Friday, March 24, 2023

COLUMN: Caprese


I didn't want to have an existential crisis. I just wanted to watch TV. And now I need your help to find out if my entire grasp on reality is broken.

Stop what you're doing right now and think about a salad. Not just ANY salad. Think about that fancy Italian salad that's comprised of fresh mozzarella, tomatoes, and sweet basil. Do you know the salad I'm talking about? If so, say its name out loud right now.

I'm referring to a caprese salad. Hopefully you're familiar.

For 52 years, I've lived a relatively comfortable existence, fully and completely convinced that the word "caprese" was, is, and has always been pronounced "ka-PREE-zee." You know, like "breezy."

Tonight, I was in the kitchen doing dishes. As is often the case, the TV in my front room was blaring some rerun for background noise while I tidied up the joint after dinner. That's when an ad came on for Jimmy John's. Apparently they've got a new menu offering for the spring season: a "Caprese Salami Pesto Sandwich," which actually sounds pretty good, right?

Except one thing. When the announcer pronounced it, he called it a "ka-PRAY-ZAY" sandwich. Ka-PRAY-ZAY, with hard exaggerated American ayyyys. It was so weird, I walked straight out of the kitchen with wet, soapy hands. I rewound the DVR. I'd heard it correctly. "Ka-PRAY-ZAY." 

There's no way I've been running around for fifty-two years straight-up mispronouncing "caprese," is there? "Ka-PRAY-ZAY" sounds ridiculous, but who am I to question the vernacular validity of Jimmy John's? The mispronounciation of words has long been a hang-up of mine. I hate when other people do it, and I'm appalled when I do it. I think it goes back to elementary school, when I was addicted to reading Hardy Boys mysteries. Joe Hardy has a recurring girlfriend throughout those books. Her name is Iola.

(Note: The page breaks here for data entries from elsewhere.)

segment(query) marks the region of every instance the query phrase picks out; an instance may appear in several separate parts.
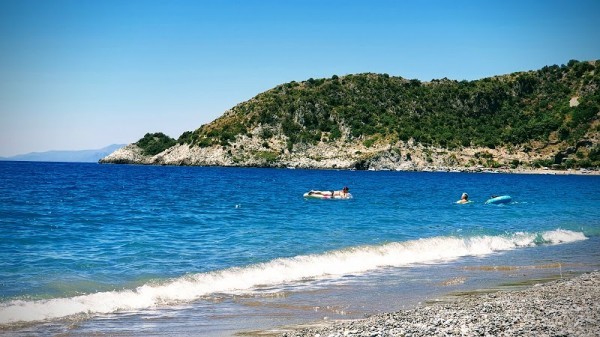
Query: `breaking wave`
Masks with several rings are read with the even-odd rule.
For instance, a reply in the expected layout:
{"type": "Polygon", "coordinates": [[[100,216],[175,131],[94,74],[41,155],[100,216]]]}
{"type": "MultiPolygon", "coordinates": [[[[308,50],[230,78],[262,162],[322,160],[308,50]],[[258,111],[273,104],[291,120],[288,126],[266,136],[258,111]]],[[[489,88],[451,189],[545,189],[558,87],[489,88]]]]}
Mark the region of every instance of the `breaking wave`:
{"type": "Polygon", "coordinates": [[[211,294],[250,293],[260,286],[337,278],[383,267],[437,263],[464,256],[481,256],[521,247],[585,239],[581,232],[558,229],[497,236],[432,237],[377,246],[357,246],[323,254],[279,258],[245,267],[186,275],[158,284],[148,283],[131,290],[47,300],[12,300],[0,304],[0,324],[36,322],[77,314],[137,311],[188,303],[211,294]]]}

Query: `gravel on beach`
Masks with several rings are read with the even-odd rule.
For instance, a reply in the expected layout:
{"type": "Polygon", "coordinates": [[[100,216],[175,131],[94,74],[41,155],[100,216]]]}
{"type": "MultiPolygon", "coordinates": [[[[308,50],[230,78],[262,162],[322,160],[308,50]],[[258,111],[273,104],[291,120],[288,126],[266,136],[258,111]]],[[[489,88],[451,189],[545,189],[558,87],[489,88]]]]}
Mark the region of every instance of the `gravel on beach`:
{"type": "Polygon", "coordinates": [[[600,272],[281,336],[600,336],[600,272]]]}

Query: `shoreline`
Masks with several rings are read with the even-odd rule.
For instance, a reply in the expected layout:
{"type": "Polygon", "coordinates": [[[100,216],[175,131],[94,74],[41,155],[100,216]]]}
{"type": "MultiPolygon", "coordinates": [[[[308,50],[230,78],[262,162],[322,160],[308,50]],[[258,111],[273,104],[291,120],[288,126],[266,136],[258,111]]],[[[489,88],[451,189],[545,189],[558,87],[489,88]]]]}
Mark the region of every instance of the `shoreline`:
{"type": "Polygon", "coordinates": [[[548,168],[523,168],[523,169],[492,169],[492,168],[436,168],[427,167],[417,170],[420,172],[459,172],[459,173],[504,173],[504,174],[539,174],[539,175],[600,175],[600,170],[597,169],[569,169],[555,170],[548,168]]]}
{"type": "MultiPolygon", "coordinates": [[[[391,171],[370,169],[369,171],[391,171]]],[[[399,172],[442,172],[442,173],[489,173],[489,174],[539,174],[539,175],[600,175],[598,168],[581,168],[558,170],[552,168],[490,168],[490,167],[462,167],[462,166],[425,166],[412,169],[397,169],[399,172]]]]}
{"type": "Polygon", "coordinates": [[[51,164],[99,164],[99,165],[140,165],[140,166],[185,166],[185,167],[223,167],[223,168],[271,168],[271,169],[302,169],[302,170],[334,170],[334,171],[396,171],[396,172],[441,172],[441,173],[488,173],[488,174],[538,174],[538,175],[600,175],[600,168],[589,169],[567,169],[557,170],[551,168],[479,168],[479,167],[446,167],[446,166],[426,166],[411,169],[367,169],[357,170],[353,168],[322,168],[322,167],[294,167],[294,166],[223,166],[223,165],[177,165],[177,164],[147,164],[147,163],[112,163],[112,162],[60,162],[60,161],[23,161],[23,160],[0,160],[6,163],[51,163],[51,164]]]}
{"type": "Polygon", "coordinates": [[[450,294],[413,309],[279,332],[281,337],[593,336],[600,332],[600,271],[522,290],[450,294]]]}

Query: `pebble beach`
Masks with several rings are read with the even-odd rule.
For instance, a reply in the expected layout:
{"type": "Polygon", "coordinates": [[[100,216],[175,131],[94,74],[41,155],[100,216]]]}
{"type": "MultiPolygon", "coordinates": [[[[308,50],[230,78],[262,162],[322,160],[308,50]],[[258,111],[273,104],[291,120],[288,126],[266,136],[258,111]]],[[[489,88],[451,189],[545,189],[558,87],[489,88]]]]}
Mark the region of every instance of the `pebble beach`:
{"type": "Polygon", "coordinates": [[[600,336],[600,272],[299,328],[281,336],[600,336]]]}

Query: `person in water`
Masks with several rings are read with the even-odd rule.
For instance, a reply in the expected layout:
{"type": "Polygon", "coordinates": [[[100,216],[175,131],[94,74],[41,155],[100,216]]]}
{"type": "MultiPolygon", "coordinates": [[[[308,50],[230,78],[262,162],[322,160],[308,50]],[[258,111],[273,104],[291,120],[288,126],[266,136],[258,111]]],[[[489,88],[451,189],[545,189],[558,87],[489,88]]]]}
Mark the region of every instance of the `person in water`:
{"type": "Polygon", "coordinates": [[[460,200],[459,200],[459,201],[457,201],[456,203],[457,203],[457,204],[466,204],[466,203],[468,203],[468,202],[469,202],[469,195],[468,195],[467,193],[463,193],[463,194],[460,196],[460,200]]]}

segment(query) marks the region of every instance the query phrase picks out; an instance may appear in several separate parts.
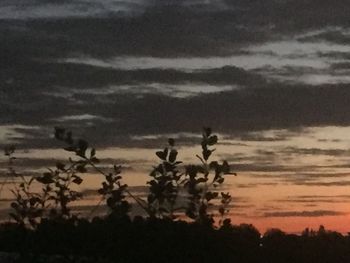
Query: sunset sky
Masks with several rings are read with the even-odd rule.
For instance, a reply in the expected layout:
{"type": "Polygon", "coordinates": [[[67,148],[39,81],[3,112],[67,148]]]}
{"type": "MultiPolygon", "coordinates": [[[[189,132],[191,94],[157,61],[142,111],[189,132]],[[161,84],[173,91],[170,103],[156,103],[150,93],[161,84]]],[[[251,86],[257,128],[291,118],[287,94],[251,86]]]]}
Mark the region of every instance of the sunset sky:
{"type": "Polygon", "coordinates": [[[52,136],[66,127],[142,192],[168,137],[197,162],[210,126],[238,173],[233,223],[349,232],[349,14],[346,0],[2,0],[0,146],[39,173],[68,156],[52,136]]]}

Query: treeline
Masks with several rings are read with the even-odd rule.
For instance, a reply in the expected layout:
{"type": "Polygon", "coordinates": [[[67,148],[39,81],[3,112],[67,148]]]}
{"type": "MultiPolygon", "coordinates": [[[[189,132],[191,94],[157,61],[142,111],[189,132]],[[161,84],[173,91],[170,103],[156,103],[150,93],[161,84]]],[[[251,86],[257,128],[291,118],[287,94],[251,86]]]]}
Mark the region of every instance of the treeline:
{"type": "Polygon", "coordinates": [[[240,262],[347,263],[350,237],[319,231],[303,235],[252,225],[219,227],[170,219],[44,219],[35,230],[15,224],[0,227],[0,250],[9,262],[240,262]],[[12,254],[11,254],[12,253],[12,254]]]}

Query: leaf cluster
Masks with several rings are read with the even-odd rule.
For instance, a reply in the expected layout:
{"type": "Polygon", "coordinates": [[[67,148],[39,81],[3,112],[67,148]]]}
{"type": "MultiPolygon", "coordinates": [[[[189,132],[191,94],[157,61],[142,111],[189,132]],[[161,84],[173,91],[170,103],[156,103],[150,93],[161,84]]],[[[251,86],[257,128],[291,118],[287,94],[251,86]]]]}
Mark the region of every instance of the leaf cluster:
{"type": "MultiPolygon", "coordinates": [[[[209,161],[218,141],[210,128],[205,128],[202,133],[202,152],[197,155],[200,164],[183,165],[178,160],[174,139],[169,139],[168,145],[156,152],[159,164],[149,174],[151,179],[147,182],[147,200],[135,196],[129,191],[128,185],[122,182],[121,166],[102,169],[96,150],[87,141],[75,139],[70,131],[63,128],[55,128],[55,138],[65,144],[64,150],[74,155],[66,163],[57,162],[55,168],[49,168],[41,176],[31,177],[28,181],[20,177],[21,183],[12,190],[15,201],[11,204],[13,212],[10,215],[21,225],[29,224],[35,228],[43,218],[76,220],[77,216],[71,212],[70,204],[81,199],[82,194],[74,189],[83,183],[84,174],[90,170],[104,177],[97,193],[101,196],[100,203],[105,201],[109,216],[114,218],[129,217],[129,199],[138,204],[150,218],[174,220],[182,214],[203,225],[213,224],[214,214],[211,211],[214,203],[219,203],[220,222],[223,222],[228,212],[231,196],[219,190],[225,175],[234,173],[230,172],[226,161],[209,161]],[[31,190],[34,182],[40,186],[40,192],[31,190]]],[[[13,153],[12,148],[5,151],[11,164],[15,159],[13,153]]],[[[16,174],[12,165],[9,165],[9,172],[16,174]]]]}
{"type": "Polygon", "coordinates": [[[217,190],[225,180],[225,175],[236,175],[231,173],[227,161],[220,164],[217,161],[209,162],[213,148],[218,142],[217,135],[213,135],[210,128],[204,128],[202,133],[202,154],[197,155],[201,161],[200,165],[186,166],[185,188],[188,193],[188,207],[186,215],[202,224],[212,224],[213,215],[209,214],[208,209],[212,206],[212,201],[221,198],[219,213],[223,217],[227,212],[227,207],[231,201],[229,193],[219,193],[217,190]]]}
{"type": "Polygon", "coordinates": [[[163,151],[156,152],[161,163],[153,167],[150,173],[152,179],[147,182],[149,185],[147,202],[153,217],[176,218],[175,205],[179,194],[180,179],[183,176],[178,167],[182,162],[177,161],[177,155],[174,139],[168,140],[168,146],[163,151]]]}

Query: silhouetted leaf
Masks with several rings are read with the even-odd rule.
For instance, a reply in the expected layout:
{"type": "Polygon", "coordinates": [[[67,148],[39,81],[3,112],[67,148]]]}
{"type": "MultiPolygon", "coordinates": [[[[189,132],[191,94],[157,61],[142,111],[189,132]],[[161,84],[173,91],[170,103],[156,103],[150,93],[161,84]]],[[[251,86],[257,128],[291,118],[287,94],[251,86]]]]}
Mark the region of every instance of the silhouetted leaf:
{"type": "Polygon", "coordinates": [[[224,178],[220,177],[216,180],[216,182],[222,184],[224,182],[224,178]]]}
{"type": "Polygon", "coordinates": [[[197,179],[197,183],[206,183],[208,181],[207,178],[199,178],[197,179]]]}
{"type": "Polygon", "coordinates": [[[81,179],[79,176],[74,176],[72,182],[79,185],[83,182],[83,179],[81,179]]]}
{"type": "Polygon", "coordinates": [[[87,143],[87,141],[84,141],[84,140],[78,140],[78,148],[79,148],[79,151],[78,151],[78,154],[81,155],[81,156],[85,156],[85,152],[88,148],[89,144],[87,143]]]}
{"type": "Polygon", "coordinates": [[[224,161],[222,163],[222,172],[225,173],[225,174],[230,173],[230,165],[228,164],[227,161],[224,161]]]}
{"type": "Polygon", "coordinates": [[[176,161],[177,157],[177,151],[176,150],[171,150],[169,154],[169,162],[173,163],[176,161]]]}
{"type": "Polygon", "coordinates": [[[207,199],[208,202],[216,197],[218,197],[218,193],[216,192],[207,192],[205,194],[205,199],[207,199]]]}
{"type": "Polygon", "coordinates": [[[156,152],[156,155],[159,157],[159,159],[165,161],[168,155],[168,149],[165,148],[164,151],[158,151],[156,152]]]}
{"type": "Polygon", "coordinates": [[[115,174],[120,174],[121,173],[121,166],[114,165],[113,169],[114,169],[114,173],[115,174]]]}
{"type": "Polygon", "coordinates": [[[55,182],[51,173],[44,173],[43,176],[37,177],[36,180],[42,184],[52,184],[55,182]]]}
{"type": "Polygon", "coordinates": [[[209,137],[211,135],[211,128],[204,128],[204,134],[209,137]]]}
{"type": "Polygon", "coordinates": [[[169,145],[170,145],[171,147],[174,147],[174,146],[175,146],[175,140],[172,139],[172,138],[169,138],[168,143],[169,143],[169,145]]]}
{"type": "Polygon", "coordinates": [[[61,163],[61,162],[57,162],[56,163],[56,168],[58,170],[64,171],[65,165],[63,163],[61,163]]]}
{"type": "Polygon", "coordinates": [[[210,136],[207,141],[208,145],[210,146],[216,144],[217,142],[218,142],[218,137],[216,135],[210,136]]]}
{"type": "Polygon", "coordinates": [[[204,149],[203,152],[202,152],[204,160],[207,161],[209,159],[211,153],[212,153],[211,150],[204,149]]]}
{"type": "Polygon", "coordinates": [[[96,155],[96,150],[95,148],[92,148],[90,151],[90,158],[95,157],[95,155],[96,155]]]}

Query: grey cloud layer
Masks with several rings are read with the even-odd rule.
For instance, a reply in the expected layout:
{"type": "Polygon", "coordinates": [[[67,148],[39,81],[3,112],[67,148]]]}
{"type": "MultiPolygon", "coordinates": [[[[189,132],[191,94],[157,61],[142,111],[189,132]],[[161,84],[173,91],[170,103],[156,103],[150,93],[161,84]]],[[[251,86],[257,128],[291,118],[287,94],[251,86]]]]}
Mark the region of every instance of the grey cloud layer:
{"type": "MultiPolygon", "coordinates": [[[[57,2],[48,5],[41,1],[22,1],[21,4],[15,1],[0,5],[4,14],[12,9],[30,12],[46,6],[42,11],[45,18],[40,18],[40,12],[37,12],[36,19],[0,20],[1,31],[7,33],[9,48],[15,50],[17,47],[17,51],[25,51],[27,56],[60,57],[74,52],[96,56],[225,55],[237,46],[280,39],[307,30],[347,27],[350,11],[345,0],[322,0],[321,3],[318,0],[220,1],[226,2],[226,8],[215,8],[222,6],[219,1],[209,1],[209,4],[203,4],[208,1],[176,1],[177,4],[174,1],[57,2]],[[191,2],[195,4],[188,4],[191,2]],[[76,5],[73,13],[79,15],[82,4],[91,5],[91,10],[103,6],[100,9],[104,14],[96,16],[87,12],[79,18],[64,17],[63,14],[50,19],[50,13],[59,12],[57,7],[70,9],[76,5]],[[136,16],[120,16],[118,5],[144,11],[136,16]]],[[[314,41],[315,38],[348,42],[348,36],[341,30],[300,40],[314,41]]]]}
{"type": "MultiPolygon", "coordinates": [[[[29,134],[32,139],[27,142],[32,145],[39,145],[40,138],[57,125],[58,119],[66,120],[60,122],[63,126],[83,127],[86,137],[106,145],[117,145],[130,134],[197,132],[203,125],[230,133],[350,123],[347,114],[350,92],[346,84],[324,85],[317,89],[287,85],[265,79],[259,72],[234,66],[185,72],[55,63],[57,59],[74,56],[105,59],[117,55],[207,57],[237,54],[242,46],[250,44],[291,37],[308,30],[346,27],[350,7],[344,0],[336,3],[326,0],[177,1],[177,4],[174,1],[44,3],[18,0],[2,2],[0,9],[23,12],[43,6],[69,9],[82,2],[92,7],[104,6],[105,11],[111,12],[79,18],[63,15],[0,20],[0,33],[5,36],[0,43],[0,123],[47,127],[44,132],[29,134]],[[117,5],[142,9],[142,12],[118,15],[117,8],[112,8],[117,5]],[[142,86],[153,83],[210,84],[218,86],[219,90],[220,86],[228,85],[234,90],[174,98],[157,92],[138,94],[135,88],[141,90],[142,86]],[[122,92],[117,88],[114,93],[104,94],[103,89],[113,85],[130,85],[134,90],[122,92]],[[235,89],[237,86],[240,89],[235,89]],[[249,89],[244,89],[247,87],[249,89]],[[82,114],[97,117],[77,120],[76,124],[69,121],[69,116],[82,114]]],[[[332,37],[330,33],[315,37],[335,43],[348,41],[341,30],[335,31],[338,33],[332,37]]],[[[344,58],[349,54],[322,55],[344,58]]]]}
{"type": "MultiPolygon", "coordinates": [[[[85,133],[90,138],[103,134],[106,143],[113,143],[109,139],[118,135],[197,133],[203,125],[230,133],[350,123],[348,85],[318,89],[294,86],[243,89],[190,98],[160,94],[75,94],[69,88],[63,91],[63,94],[70,94],[66,98],[45,95],[43,89],[39,85],[2,87],[0,122],[43,125],[52,129],[58,124],[57,118],[63,116],[101,116],[78,119],[74,125],[86,128],[85,133]]],[[[73,125],[69,118],[59,124],[73,125]]],[[[38,132],[42,133],[31,131],[32,135],[38,132]]]]}

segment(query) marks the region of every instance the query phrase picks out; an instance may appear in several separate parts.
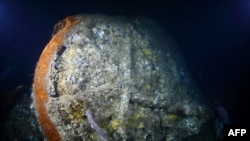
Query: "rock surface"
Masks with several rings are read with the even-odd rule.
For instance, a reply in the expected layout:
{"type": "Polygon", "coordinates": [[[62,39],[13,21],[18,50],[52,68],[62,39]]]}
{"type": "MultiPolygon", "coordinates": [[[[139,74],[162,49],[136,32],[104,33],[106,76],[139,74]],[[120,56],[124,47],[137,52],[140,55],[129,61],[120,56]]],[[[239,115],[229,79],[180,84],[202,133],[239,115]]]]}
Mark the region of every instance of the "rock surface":
{"type": "Polygon", "coordinates": [[[22,97],[11,109],[4,123],[0,123],[1,141],[41,141],[43,135],[37,123],[30,93],[22,97]]]}

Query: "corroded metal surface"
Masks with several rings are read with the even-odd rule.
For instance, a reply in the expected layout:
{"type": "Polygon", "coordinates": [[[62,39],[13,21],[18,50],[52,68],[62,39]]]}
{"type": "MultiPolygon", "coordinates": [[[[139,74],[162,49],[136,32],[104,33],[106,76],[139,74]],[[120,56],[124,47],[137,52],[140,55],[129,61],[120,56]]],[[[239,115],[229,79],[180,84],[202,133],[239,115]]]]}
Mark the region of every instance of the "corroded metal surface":
{"type": "Polygon", "coordinates": [[[163,29],[145,18],[73,19],[55,26],[36,68],[34,104],[48,139],[171,141],[199,134],[209,110],[195,98],[199,92],[163,29]]]}

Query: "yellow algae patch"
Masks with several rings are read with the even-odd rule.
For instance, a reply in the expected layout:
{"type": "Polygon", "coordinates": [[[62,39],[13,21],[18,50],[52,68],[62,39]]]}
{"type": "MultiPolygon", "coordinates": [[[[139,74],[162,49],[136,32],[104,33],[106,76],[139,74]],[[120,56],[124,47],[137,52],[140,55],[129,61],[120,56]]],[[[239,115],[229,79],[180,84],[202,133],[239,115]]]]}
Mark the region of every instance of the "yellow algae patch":
{"type": "Polygon", "coordinates": [[[114,131],[114,130],[117,130],[117,129],[118,129],[118,127],[120,126],[120,124],[121,124],[121,120],[115,119],[115,120],[112,120],[112,121],[109,123],[108,127],[109,127],[109,129],[110,129],[111,131],[114,131]]]}
{"type": "Polygon", "coordinates": [[[146,55],[146,56],[151,56],[151,55],[153,55],[152,51],[151,51],[150,49],[148,49],[148,48],[143,48],[143,49],[142,49],[142,52],[143,52],[143,54],[146,55]]]}
{"type": "Polygon", "coordinates": [[[70,49],[69,49],[69,55],[68,55],[69,60],[71,60],[71,59],[73,58],[74,55],[75,55],[75,50],[72,49],[72,48],[70,48],[70,49]]]}
{"type": "Polygon", "coordinates": [[[140,122],[139,125],[138,125],[138,129],[142,129],[145,127],[145,124],[144,122],[140,122]]]}
{"type": "Polygon", "coordinates": [[[167,119],[168,120],[176,120],[178,116],[176,114],[167,114],[167,119]]]}

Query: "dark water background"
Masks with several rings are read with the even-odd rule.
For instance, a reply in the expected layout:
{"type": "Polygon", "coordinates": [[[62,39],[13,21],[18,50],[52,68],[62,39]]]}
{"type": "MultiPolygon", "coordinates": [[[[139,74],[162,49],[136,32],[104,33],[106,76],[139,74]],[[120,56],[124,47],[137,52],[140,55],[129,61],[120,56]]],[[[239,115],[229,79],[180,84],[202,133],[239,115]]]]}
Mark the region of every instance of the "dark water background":
{"type": "Polygon", "coordinates": [[[220,101],[233,124],[250,125],[250,1],[142,2],[0,0],[1,95],[31,88],[55,23],[69,15],[143,15],[161,23],[181,49],[204,98],[220,101]]]}

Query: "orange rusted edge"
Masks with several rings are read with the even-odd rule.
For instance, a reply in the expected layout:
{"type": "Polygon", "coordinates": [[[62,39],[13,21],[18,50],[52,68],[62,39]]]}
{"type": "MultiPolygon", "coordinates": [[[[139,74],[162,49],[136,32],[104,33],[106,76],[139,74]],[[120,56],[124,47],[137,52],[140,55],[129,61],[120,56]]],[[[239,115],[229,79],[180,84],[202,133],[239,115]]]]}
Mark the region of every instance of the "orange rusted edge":
{"type": "MultiPolygon", "coordinates": [[[[34,106],[36,115],[40,126],[42,127],[43,134],[48,141],[60,141],[61,137],[49,118],[45,104],[48,102],[48,93],[46,91],[46,77],[50,67],[52,58],[57,51],[57,48],[62,44],[64,35],[70,30],[73,25],[81,22],[80,17],[69,16],[65,18],[64,27],[56,33],[50,42],[44,48],[35,69],[34,77],[34,106]]],[[[59,22],[60,23],[60,22],[59,22]]]]}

I had never heard the name Iola, nor have I ever heard it since (probably because we don't live in 1927 when those characters were invented.) I still have no earthly idea how you're supposed to say the name Iola. Is it "eye-ola?" "ee-ola?" "yola?" Whenever she'd pop up in a story, I'd cringe and come full stop. I often wondered if even Joe Hardy knew how to say her name. "Say, fellas, you've met my girlfriend, right? Guys, this is... umm... Eye-hole-ay?"

It's one thing to struggle with pronounciation, but it's another thing to discover you've been blindly mispronouncing a word for years. After finishing up in the kitchen, I went straight to Google and searched "caprese" for the final verdict. Not only does it give you the Oxford dictionary pronounciation guide for the word, it also gives you a recording where you can listen to the correct pronounciation of the word. 

Immediately a voice came on and, with confidence, said "ka-PRAY-zee." It's... wait, WHAT? Google gave me a THIRD pronounciation of the word different from the way I've been saying caprese my whole life AND different than the Jimmy John's ad. According to Google, "caprese" should rhyme with crazy or lazy. I'm so confused.

I tried Googling "how to pronounce caprese" to see if I could find answers. Instead, Google pulled up a DIFFERENT pronounciation guide with a DIFFERENT recording, and THAT one said "ka-PRAY-ZAY" just like the Jimmy John's ad. So even Google's confused and offers two completely different pronounciations of "caprese," but NEITHER of them rhyme with "breezy," so I'm pretty sure I'm a moron.

There is, incidentally, a Youtube video entitled "How To Pronounce Caprese Correctly." In it, an Italian native instructs on the proper way to say "caprese," which involves rolling the "r" and doing that Italian trill thing where the "R" kinda sounds like an "L" and it ends up like "ka-PLLLAY-zay." But frankly, I don't trust any language where the word "bruschetta" is somehow pronounced "brew-sketta."  

I'm officially declaring caprese anarchy. I'm gonna keep saying it like "ka-preezy." Feel free to say it like "schnauzer" for all I care. Caprese salads don't exactly come up much in day-to-day conservation. If you're silly enough to pay good money for a hunk of cheese and a tomato and some basil and think you're getting an amazing salad, then you're silly enough to say "caprese" however you fancy. I'm just worried it's the tip of the iceberg and I'm about to find out the word "chair" should be pronouned "tz-ay-ruh" or something. 

So I guess pull up a tzayruh if you've ever been a member of the Mispronounciation Club. We'll be the ones in the corner -- and we need more dressing for our salads.